Dear all,
Having watched one of the YouTube videos from anthonywritescode, I found this closed CPython PR which proposed adding a data structure json.AttrDict
, with an easy way of navigating deeply nested dictionaries via dot notation (config.servers.setup.interfaces.mgmt.protocol
VS config["servers"]["setup"]["interfaces"]["mgmt"]["protocol"]
).
Regardless of whether this data structure belongs to json
or collections
module, or whether it should extend a dictionary or typing.SimpleNamespace
, I feel like some data structure in the spirit of this PR would definitely make working with deeply nested dictionaries or JSON files easier. It would also work nicely with my IDE, and make debugging much easier. Surprisingly, I haven’t found any discussion about this PR on this forum.
What do you all think? Bikeshedding aside, addition of this data structure to the standard library would definitely make my code more readable, and judging by GitHub stars, I am not alone in my judgement. I would be interested in hearing what are the trade-offs here.
I thought it made sense as a tool and don’t think it’ll turn Python into js. But I also think I wouldn’t reach for it very often. Guess a pep would be in order if people want it added.
- It doesn’t conform to the JSON specification; therefore, it shouldn’t be included in the json library. For instance, JSON permits keys with spaces.
- It is quite straightforward and has no relation to JSON whatsoever:
class AttrDict(dict):
def __getattr__(self, attr):
try:
return self[attr]
except KeyError:
raise AttributeError(attr) from None
def __setattr__(self, attr, value):
self[attr] = value
def __delattr__(self, attr):
try:
del self[attr]
except KeyError:
raise AttributeError(attr) from None
def __dir__(self):
return list(self) + dir(type(self))
I don’t see why it needs to be in the standard library.
IMO, the main trade-off is about what e.g. config.keys
should return.
- Should it return the data,
config["keys"]
? That meansconfig
is no longer a properdict
subclass. - Should it return the
dict.keys
method? Then you need to actively remember alldict
methods, so you know to writeconfig.encryption["keys"]
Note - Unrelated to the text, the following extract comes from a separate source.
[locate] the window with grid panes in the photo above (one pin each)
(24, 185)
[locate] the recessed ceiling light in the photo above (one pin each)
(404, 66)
rather thanconfig.encryption.keys
- Should it depend on the data? Then your software can break when a future version of the data adds a new key.
The right behaviour for your use case might be obvious, but if this goes in the standard library, it better be right (and unsurprising) for everyone, including people who don’t read the docs very carefully.
How about option 2, but with raising a SyntaxWarning
in case of conflicting keys?
import json
with open(“example.json”) as f:
attr_dict = json.load(f, object_hook=json.AttrDict)
SyntaxWarning: AttrDict instance key AttrDict[“keys”] conflicts with a built-it dictionary method dict.keys and therefore cannot be accessed through attribute notation.
I don’t think SyntaxWarning should be based on data values.
That’s right. Not sure which warning category fits here, though.
So option 2-style proposal would look something like this:
import warnings
from functools import lru_cache
class AttrDict(dict):
__slots__ = ()
@staticmethod
@lru_cache(maxsize=1)
def _all_attrdict_methods() -> frozenset[str]:
return frozenset(dir(AttrDict))
@staticmethod
def _validate_key(key: str) -> None:
if key in AttrDict._all_attrdict_methods():
warnings.warn(
f'Key "{key}" in this AttrDict instance conflicts with a built-in AttrDict '
"method and therefore cannot be accessed using attribute notation.",
Warning,
)
def __init__(self, *args, **kwargs):
super().__init__(*args, **kwargs)
for key in kwargs:
AttrDict._validate_key(key)
def __getattr__(self, attr):
try:
return self[attr]
except KeyError:
raise AttributeError(attr) from None
def __setitem__(self, key, value):
super().__setitem__(key, value)
self._validate_key(key)
def __setattr__(self, attr, value):
self[attr] = value
def __delattr__(self, attr):
try:
del self[attr]
except KeyError:
raise AttributeError(attr) from None
def __dir__(self):
return list(self) + dir(type(self))
I like the enthusiasm here, but after reading this thread more it’s is a hard no for me. However I really like the Glom library for more “declarative” data access and manipulation: glom · PyPI
I think needing both object and attribute access on the same object is fairly rare, and leads to the mentioned issues (obj.keys
vs obj["keys"]
etc.). But attribute access for deeply nested configs etc. is often useful. My usual recipe is:
class Namespace(SimpleNamespace):
def __init__(self, data, /, **kwargs):
super().__init__(**data, **kwargs)
A good (and even backward-compatible?) addition to the standard library would be to allow SimpleNamespace
to accept a mapping as a positional argument.
Serhiy created a PR for this feature some days ago. See gh-108195.
Ah, lovely, thanks to Serhiy! I guess this solves this thread.